日本が空飛ぶクルマを進めるべき 経産省若手官僚が狙う産業革命

国内外の事業者と連携し、移動サービスや航空管制システムの構築を進める

Voom

 空飛ぶクルマの機体開発以外では、機体を使った移動サービスや、航空管制システムの構築など課題もまだまだある。Uberは、NASAと連携して管制システムの開発を進めており、日本でもドローンの運航管理システムの延長として開発していく可能性がある。

 機体を使ったサービスとしては、先日発表されたヤマトホールディングスとベルヘリコプターの「空飛ぶ輸送」のように、物流サービスは比較的早く実現すると考えられる。また、ヘリコプターの移動サービスの業界では、従来のチャーター(貸し切り)から、安価なライドシェアサービスが始まっている。

 エアバスが出資するVoomは、空港から都市部まで、車で2時間のところを15分でつなぐといった、空をうまく使ったサービスを考える事業者が徐々に増えている。官民協議会では、こうした事業者の動きも踏まえ、具体的な構想を立てていく、とのこと。

 また、どんなときに空の移動を使うのか、といった顧客のニーズは、既存のヘリコプターの利用サービスからヒントが得られる。鉄道やバスでは、現在どのような人たちが、どのように移動をしているのか。これらの情報と、将来的な都市交通のありかたを掛け合わせることで、最適な移動、空をどう活用するべきかが見えてくる。

垂直離着陸機(VTOL機)

 制度的な面で、「空飛ぶクルマ」は、電動・垂直離着陸型・無操縦者の航空機と定義され、航空機としての規制対象になる。自動車メーカーが参入する余地は十分にあるが、このような観点から航空機の規制にくわしい事業者が有利な面もある。世界の例を見ると、一業界ではなく、自動車、航空機、ドローン、Uberのようなプラットフォーマーまで各業界から参入している。一社単独というよりも、各業界の垣根を越えて連携し、それぞれの長所を持ち寄って取り組むことになるだろう。

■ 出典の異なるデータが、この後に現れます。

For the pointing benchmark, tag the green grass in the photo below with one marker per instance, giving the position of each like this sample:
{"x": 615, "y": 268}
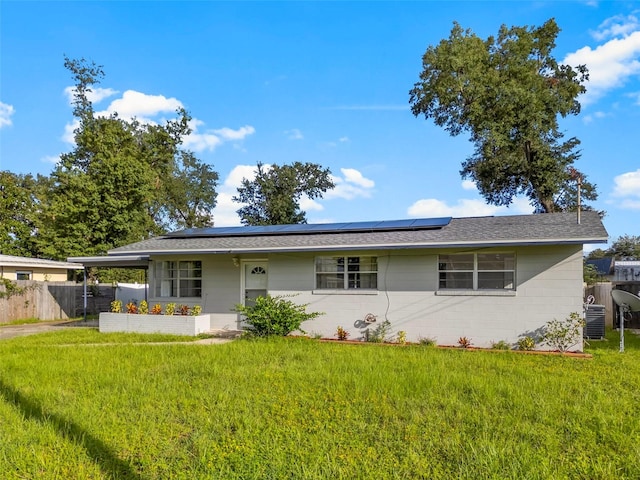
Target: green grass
{"x": 297, "y": 408}
{"x": 22, "y": 321}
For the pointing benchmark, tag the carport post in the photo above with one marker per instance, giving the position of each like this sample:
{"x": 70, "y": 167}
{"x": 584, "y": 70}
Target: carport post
{"x": 84, "y": 296}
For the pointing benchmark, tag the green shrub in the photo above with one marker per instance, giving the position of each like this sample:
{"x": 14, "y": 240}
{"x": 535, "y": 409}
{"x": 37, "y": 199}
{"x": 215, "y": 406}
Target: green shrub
{"x": 526, "y": 343}
{"x": 275, "y": 315}
{"x": 561, "y": 335}
{"x": 116, "y": 306}
{"x": 342, "y": 334}
{"x": 501, "y": 345}
{"x": 379, "y": 334}
{"x": 427, "y": 341}
{"x": 143, "y": 308}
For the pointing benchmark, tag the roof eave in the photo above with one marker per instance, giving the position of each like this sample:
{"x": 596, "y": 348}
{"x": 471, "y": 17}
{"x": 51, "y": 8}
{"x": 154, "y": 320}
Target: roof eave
{"x": 385, "y": 246}
{"x": 131, "y": 260}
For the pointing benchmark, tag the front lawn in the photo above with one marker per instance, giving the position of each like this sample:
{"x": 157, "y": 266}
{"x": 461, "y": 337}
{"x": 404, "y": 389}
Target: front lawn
{"x": 297, "y": 408}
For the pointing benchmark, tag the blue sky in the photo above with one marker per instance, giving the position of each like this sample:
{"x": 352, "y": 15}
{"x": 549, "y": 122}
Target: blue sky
{"x": 323, "y": 82}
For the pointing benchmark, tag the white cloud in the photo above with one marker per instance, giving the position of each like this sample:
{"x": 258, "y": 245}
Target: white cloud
{"x": 96, "y": 95}
{"x": 612, "y": 63}
{"x": 352, "y": 175}
{"x": 211, "y": 139}
{"x": 6, "y": 112}
{"x": 431, "y": 207}
{"x": 294, "y": 134}
{"x": 147, "y": 108}
{"x": 351, "y": 185}
{"x": 627, "y": 185}
{"x": 230, "y": 134}
{"x": 224, "y": 215}
{"x": 630, "y": 204}
{"x": 52, "y": 159}
{"x": 618, "y": 25}
{"x": 307, "y": 205}
{"x": 594, "y": 116}
{"x": 141, "y": 106}
{"x": 468, "y": 185}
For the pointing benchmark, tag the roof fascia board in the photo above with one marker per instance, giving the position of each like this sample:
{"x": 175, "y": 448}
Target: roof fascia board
{"x": 385, "y": 246}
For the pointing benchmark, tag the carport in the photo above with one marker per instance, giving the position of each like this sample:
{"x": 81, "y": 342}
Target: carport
{"x": 114, "y": 261}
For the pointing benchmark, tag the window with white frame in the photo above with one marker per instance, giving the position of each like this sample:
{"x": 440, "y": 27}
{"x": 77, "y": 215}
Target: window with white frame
{"x": 178, "y": 278}
{"x": 338, "y": 272}
{"x": 477, "y": 271}
{"x": 24, "y": 275}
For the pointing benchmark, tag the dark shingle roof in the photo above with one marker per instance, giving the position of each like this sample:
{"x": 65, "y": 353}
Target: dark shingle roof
{"x": 556, "y": 228}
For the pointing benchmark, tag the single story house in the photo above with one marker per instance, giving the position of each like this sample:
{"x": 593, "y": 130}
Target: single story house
{"x": 604, "y": 267}
{"x": 484, "y": 278}
{"x": 25, "y": 268}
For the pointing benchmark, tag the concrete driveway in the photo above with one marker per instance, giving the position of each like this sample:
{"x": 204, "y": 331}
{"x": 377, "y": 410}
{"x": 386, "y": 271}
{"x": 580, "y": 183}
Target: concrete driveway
{"x": 12, "y": 331}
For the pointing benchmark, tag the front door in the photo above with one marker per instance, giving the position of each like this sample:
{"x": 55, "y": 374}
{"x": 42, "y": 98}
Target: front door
{"x": 255, "y": 281}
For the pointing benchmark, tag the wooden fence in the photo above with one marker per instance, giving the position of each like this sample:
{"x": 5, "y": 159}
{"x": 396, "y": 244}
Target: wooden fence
{"x": 602, "y": 294}
{"x": 54, "y": 301}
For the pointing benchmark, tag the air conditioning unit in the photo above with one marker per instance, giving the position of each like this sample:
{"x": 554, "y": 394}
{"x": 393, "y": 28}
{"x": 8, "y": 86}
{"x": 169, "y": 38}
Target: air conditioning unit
{"x": 594, "y": 327}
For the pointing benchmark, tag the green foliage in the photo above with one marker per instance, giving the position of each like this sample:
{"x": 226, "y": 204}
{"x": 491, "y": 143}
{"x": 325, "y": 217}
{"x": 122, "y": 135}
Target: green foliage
{"x": 273, "y": 197}
{"x": 116, "y": 306}
{"x": 625, "y": 247}
{"x": 501, "y": 345}
{"x": 190, "y": 194}
{"x": 342, "y": 334}
{"x": 123, "y": 182}
{"x": 507, "y": 92}
{"x": 562, "y": 335}
{"x": 11, "y": 288}
{"x": 427, "y": 341}
{"x": 274, "y": 315}
{"x": 379, "y": 334}
{"x": 526, "y": 343}
{"x": 18, "y": 214}
{"x": 143, "y": 309}
{"x": 170, "y": 308}
{"x": 589, "y": 274}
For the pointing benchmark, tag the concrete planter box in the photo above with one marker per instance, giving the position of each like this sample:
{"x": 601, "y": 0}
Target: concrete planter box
{"x": 171, "y": 324}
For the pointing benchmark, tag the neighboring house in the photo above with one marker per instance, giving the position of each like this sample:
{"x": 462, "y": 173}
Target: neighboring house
{"x": 486, "y": 278}
{"x": 604, "y": 267}
{"x": 627, "y": 271}
{"x": 24, "y": 268}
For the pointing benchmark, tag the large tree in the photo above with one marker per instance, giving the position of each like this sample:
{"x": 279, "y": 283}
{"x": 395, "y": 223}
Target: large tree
{"x": 626, "y": 246}
{"x": 273, "y": 197}
{"x": 123, "y": 182}
{"x": 19, "y": 209}
{"x": 507, "y": 93}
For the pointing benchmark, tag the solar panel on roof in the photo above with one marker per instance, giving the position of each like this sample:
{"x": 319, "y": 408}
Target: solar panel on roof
{"x": 431, "y": 222}
{"x": 303, "y": 228}
{"x": 396, "y": 224}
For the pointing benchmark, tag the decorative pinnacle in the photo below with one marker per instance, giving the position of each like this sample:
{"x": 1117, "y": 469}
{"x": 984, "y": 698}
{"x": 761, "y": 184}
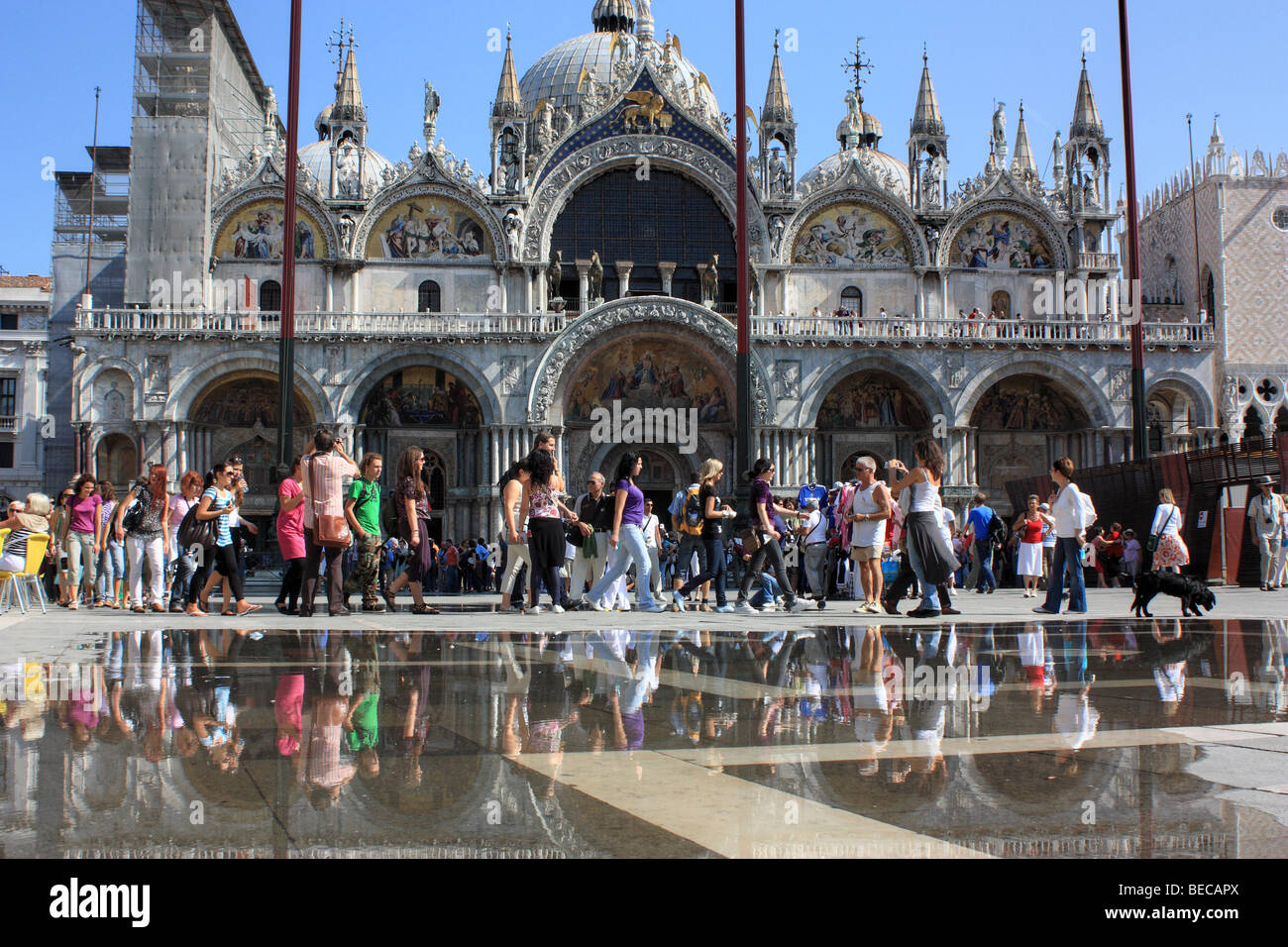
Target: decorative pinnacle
{"x": 857, "y": 65}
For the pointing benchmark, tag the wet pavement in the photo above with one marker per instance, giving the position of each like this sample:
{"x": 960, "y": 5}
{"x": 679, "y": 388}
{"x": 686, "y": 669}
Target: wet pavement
{"x": 1072, "y": 738}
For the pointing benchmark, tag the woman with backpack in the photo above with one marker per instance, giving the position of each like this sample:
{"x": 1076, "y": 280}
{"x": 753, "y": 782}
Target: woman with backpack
{"x": 111, "y": 569}
{"x": 1070, "y": 519}
{"x": 143, "y": 522}
{"x": 290, "y": 539}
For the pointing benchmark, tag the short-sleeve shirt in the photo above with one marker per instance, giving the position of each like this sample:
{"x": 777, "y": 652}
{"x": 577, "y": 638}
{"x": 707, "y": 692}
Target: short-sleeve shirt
{"x": 326, "y": 496}
{"x": 84, "y": 513}
{"x": 632, "y": 514}
{"x": 760, "y": 496}
{"x": 366, "y": 506}
{"x": 407, "y": 491}
{"x": 224, "y": 536}
{"x": 712, "y": 528}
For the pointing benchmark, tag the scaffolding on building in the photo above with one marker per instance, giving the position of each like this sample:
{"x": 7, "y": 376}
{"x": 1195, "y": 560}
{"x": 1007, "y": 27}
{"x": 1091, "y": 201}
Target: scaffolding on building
{"x": 110, "y": 180}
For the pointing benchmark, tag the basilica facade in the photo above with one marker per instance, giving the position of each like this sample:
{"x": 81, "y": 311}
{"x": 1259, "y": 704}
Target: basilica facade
{"x": 590, "y": 261}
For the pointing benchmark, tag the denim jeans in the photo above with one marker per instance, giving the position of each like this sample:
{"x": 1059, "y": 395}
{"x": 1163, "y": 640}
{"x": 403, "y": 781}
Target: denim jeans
{"x": 1067, "y": 560}
{"x": 984, "y": 551}
{"x": 185, "y": 566}
{"x": 111, "y": 566}
{"x": 81, "y": 560}
{"x": 632, "y": 539}
{"x": 713, "y": 574}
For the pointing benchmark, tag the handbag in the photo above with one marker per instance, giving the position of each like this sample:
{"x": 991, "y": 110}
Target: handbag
{"x": 329, "y": 531}
{"x": 1151, "y": 543}
{"x": 197, "y": 532}
{"x": 133, "y": 517}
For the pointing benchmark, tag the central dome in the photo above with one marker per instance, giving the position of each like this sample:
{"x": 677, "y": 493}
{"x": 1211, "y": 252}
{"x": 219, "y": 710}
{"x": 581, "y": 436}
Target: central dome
{"x": 555, "y": 75}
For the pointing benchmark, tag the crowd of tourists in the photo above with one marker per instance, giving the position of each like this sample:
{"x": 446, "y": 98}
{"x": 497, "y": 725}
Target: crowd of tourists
{"x": 875, "y": 539}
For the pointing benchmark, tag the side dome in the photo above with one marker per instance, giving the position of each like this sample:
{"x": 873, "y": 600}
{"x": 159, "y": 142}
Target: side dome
{"x": 889, "y": 171}
{"x": 317, "y": 158}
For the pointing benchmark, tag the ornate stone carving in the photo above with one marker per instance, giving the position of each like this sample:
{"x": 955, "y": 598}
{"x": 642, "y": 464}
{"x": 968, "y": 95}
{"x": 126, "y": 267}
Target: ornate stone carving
{"x": 513, "y": 371}
{"x": 1120, "y": 382}
{"x": 592, "y": 326}
{"x": 787, "y": 377}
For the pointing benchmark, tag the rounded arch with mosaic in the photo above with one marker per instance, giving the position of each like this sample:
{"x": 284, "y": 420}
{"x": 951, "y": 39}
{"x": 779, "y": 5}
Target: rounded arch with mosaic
{"x": 853, "y": 232}
{"x": 432, "y": 223}
{"x": 1004, "y": 236}
{"x": 252, "y": 227}
{"x": 626, "y": 151}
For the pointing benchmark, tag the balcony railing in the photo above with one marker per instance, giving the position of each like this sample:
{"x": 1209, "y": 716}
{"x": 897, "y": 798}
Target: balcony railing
{"x": 825, "y": 330}
{"x": 268, "y": 325}
{"x": 990, "y": 333}
{"x": 1098, "y": 261}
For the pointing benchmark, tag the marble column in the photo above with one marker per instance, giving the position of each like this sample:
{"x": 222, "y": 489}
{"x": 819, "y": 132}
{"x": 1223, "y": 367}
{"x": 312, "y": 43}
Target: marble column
{"x": 623, "y": 277}
{"x": 668, "y": 272}
{"x": 583, "y": 285}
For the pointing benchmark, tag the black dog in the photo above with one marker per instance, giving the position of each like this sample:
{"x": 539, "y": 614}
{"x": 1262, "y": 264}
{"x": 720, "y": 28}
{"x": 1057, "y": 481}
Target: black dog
{"x": 1190, "y": 592}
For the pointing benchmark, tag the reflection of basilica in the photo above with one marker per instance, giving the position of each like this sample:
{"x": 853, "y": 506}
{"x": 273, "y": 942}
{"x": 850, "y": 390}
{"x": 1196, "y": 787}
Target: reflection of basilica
{"x": 432, "y": 312}
{"x": 180, "y": 744}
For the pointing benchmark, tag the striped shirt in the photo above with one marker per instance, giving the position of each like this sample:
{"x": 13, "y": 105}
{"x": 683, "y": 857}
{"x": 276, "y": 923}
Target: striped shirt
{"x": 326, "y": 497}
{"x": 219, "y": 500}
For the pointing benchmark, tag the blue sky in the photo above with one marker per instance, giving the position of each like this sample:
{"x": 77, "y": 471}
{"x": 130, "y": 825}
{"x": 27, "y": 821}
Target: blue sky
{"x": 1184, "y": 58}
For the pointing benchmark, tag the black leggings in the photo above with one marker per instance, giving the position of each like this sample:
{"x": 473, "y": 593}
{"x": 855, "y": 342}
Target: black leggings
{"x": 546, "y": 551}
{"x": 772, "y": 552}
{"x": 226, "y": 565}
{"x": 290, "y": 591}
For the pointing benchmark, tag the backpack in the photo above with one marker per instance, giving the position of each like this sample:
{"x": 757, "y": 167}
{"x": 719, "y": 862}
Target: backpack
{"x": 691, "y": 518}
{"x": 996, "y": 531}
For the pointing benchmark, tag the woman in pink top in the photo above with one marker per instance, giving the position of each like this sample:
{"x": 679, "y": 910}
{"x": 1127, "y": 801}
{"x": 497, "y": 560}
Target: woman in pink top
{"x": 290, "y": 539}
{"x": 82, "y": 538}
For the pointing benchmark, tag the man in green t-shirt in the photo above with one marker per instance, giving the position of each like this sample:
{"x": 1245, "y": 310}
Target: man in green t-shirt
{"x": 362, "y": 510}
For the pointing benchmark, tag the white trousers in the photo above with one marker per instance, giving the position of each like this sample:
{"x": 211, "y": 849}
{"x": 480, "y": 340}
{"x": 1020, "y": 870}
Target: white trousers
{"x": 155, "y": 549}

 制度は本来、政府が先回りして整備するのではなく、事業者のビジョンやニーズに突き動かされて、制度整備をしていくのが望ましい。「現状の制度に捉われ過ぎず、社会に意味のある新しいサービスの将来構想や技術開発の見通しをどんどん提案してきてほしい。それによって、必要な技術分野の開発支援や社会に受け入れられる制度を整合的に進めていくことができる」と海老原氏は語る。